By now Gurlitt was the owner of an infamous number of works that had belonged to Jewish collectors and that came into his hands in indecipherable form during the Second World War. When his residence and art gallery in Berlin were destroyed in an Allied bombing raid in November 1943, one of the reasons he moved from greater Berlin to provincial Bad Aussee, where he today stars this exhibition at the Kammerhofmuseum, was to take advantage of the Aryanization of Jewish mansions. Her collection is the origin of the Lentos, the capital museum of Linz, which changed its name in 2003. The original was the New Linz City Gallery-Wolfgang Gurlitt Museum. For now, 12 paintings from Gurlitt’s collection that were acquired by the city of Linz have been returned to his rightful heirs. Among them, the valuable portrait of Ria Munk by Klimtwhich until 2009 was exhibited in the museum.
“A dandy who worked to fill the Führer Museum with works of art,” says Michael John, an expert on art looted during the Third Reich and who was consulted in the Munk family trial. John is leading the reopening of the Bad Ischl city museum, announced for July, one of the city’s star actions as European Capital of Culture. The museum will have a Biedermeier aesthetic name and façade reminiscent of filmmaker Wes Anderson’s sets: Hotel Austria.

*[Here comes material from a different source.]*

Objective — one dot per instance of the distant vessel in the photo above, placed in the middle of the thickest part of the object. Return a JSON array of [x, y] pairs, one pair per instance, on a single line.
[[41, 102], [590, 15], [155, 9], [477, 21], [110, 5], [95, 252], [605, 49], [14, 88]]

Lauffen, on the outskirts of Bad Ischl, was chosen to host the latest exhibition because the second salt mine used as an art bunker was located here. “But besides Hitler’s art theft, another important aspect is the looting of works of art which is in full swing even today. This is a task that Europe must urgently confront,” says Elisabeth Schweeger, artistic director of the cultural capital of Bad Ischl. With this approach, it is inaugurated The life of things. Looted – Displaced – Rescuedwhich addresses state-planned art theft and expropriations (“Aryanizations”) under the German Reich, and examines, guided by the work of 14 contemporary artists, colonial exploitation in the Democratic Republic of the Congo, plunder in Iraq or cultural destruction in Lebanon.
The three exhibitions dedicated to Nazi looted art and the Hotel Austria can be visited throughout the summer. They will coincide on the Salzkammergut agenda with traditional proposals such as the Bad Goisern Chamois Hair Plume Olympics.